I recently posted a blog on restrictive covenants and the government’s view that they may be stifling competition. This question has to be debated and resolved but for now restrictive covenants remain part of the employment landscape.
I regularly advise individuals who are leaving a business but in contrast not many seem to take advice when joining a business, which I find surprising as managers and executives are often entering into complex contractual arrangements. It may be that employees will only take advice when they believe it to be absolutely necessary. In many cases the contract may be given a scant once over and I am often told when advising on an exit negotiation, that a contract cannot be found or is lost, which suggests that it is not viewed as being a particularly important document.
A new job is always an exciting time and a positive experience. The offer letter comes in and if the headline terms (eg salary, notice, bonus, holiday) look okay then it’s all systems go. There is time to enjoy that period before the new job starts, make sure you have some smart new work attire and you can finally put that difficult exit from your previous job behind you. Is there any need to think about how things will go in the new job and the possibility that you may move on again? Anyway, negotiating terms of the employment contract might upset your new employer or alert them to potential future issues if say you are arguing about restrictive covenants?
The alternative is to recognise that employment agreements can have complex contractual provisions, not least post-termination restrictions so getting some advice may be a good thing to do, so at least you understand the obligations you are entering into, even if you are not going to negotiate. Having practised in this area for a number of years I do tend to harp on about restrictive covenants and as part of this, new recruits should understand what is going to happen when they have to leave the business. Statistically we now move jobs much more often and anything which potentially restricts your choice and options in the future should be looked at. You should consider the extent of any post-termination and confidentiality obligations.

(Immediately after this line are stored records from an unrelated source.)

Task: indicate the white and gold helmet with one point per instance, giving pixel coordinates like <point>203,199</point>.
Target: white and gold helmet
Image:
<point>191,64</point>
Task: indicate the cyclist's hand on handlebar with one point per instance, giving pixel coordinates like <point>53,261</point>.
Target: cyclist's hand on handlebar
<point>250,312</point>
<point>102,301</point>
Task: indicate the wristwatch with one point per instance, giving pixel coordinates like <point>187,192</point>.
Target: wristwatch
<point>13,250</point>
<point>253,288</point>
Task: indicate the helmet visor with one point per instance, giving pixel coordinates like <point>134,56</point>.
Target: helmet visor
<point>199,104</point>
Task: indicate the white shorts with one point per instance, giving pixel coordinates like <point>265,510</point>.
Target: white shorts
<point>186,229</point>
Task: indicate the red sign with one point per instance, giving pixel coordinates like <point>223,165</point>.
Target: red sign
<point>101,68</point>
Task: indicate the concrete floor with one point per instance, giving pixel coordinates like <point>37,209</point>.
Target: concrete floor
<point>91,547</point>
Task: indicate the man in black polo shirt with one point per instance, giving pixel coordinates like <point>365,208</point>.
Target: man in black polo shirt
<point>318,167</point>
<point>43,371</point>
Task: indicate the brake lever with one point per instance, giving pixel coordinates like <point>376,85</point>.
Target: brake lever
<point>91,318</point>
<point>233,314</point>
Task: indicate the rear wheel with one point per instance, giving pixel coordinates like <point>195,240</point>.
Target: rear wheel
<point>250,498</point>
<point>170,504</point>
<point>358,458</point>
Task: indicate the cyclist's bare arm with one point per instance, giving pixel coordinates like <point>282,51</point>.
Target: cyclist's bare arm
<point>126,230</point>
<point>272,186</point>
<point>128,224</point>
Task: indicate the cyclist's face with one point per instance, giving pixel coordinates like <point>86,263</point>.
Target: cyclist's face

Are you going to be subject to garden leave during a long notice period? Long notice periods can be a comfort but also a considerable restriction for an exiting employee. What about clients you have dealt with for a number of years? They may follow you to the new company and if they do, they become the “property” of that company unless you negotiate their exclusion from any post-termination restrictions. The time to do this is obviously before you sign up.
You should also consider any issues over LinkedIn and other social media. How does the new employer deal with these? Is there a policy covering LinkedIn and other forms of social media? This may be contained in the Handbook which you don’t see until you join but the contract may say you are subject to the company’s policies and procedures.
What if you take advice and that advice is that the covenant is, on the face of it, unfair. That is of some comfort as a recent case (Bartholomew Agri Foods) has confirmed that restrictions are judged in relation to the job role, at the time they are entered into, so a covenant does not become fair as you move up the managerial tree if it wasn’t fair in the first place. A note of caution though, fairness is a matter for the Court. An employer may still apply pressure through a request for undertakings and pursue an injunction which is an interim stage before a full trial.
My suggestion is to think ahead and understand what your position will be in the event you move on again. There is plenty to think about, including confidentiality, garden leave, notice periods, restrictive covenants, your existing clients and social media profile. Don’t be afraid to negotiate, your employer has made an offer so is keen for your to join, your bargaining position may not be as good in future.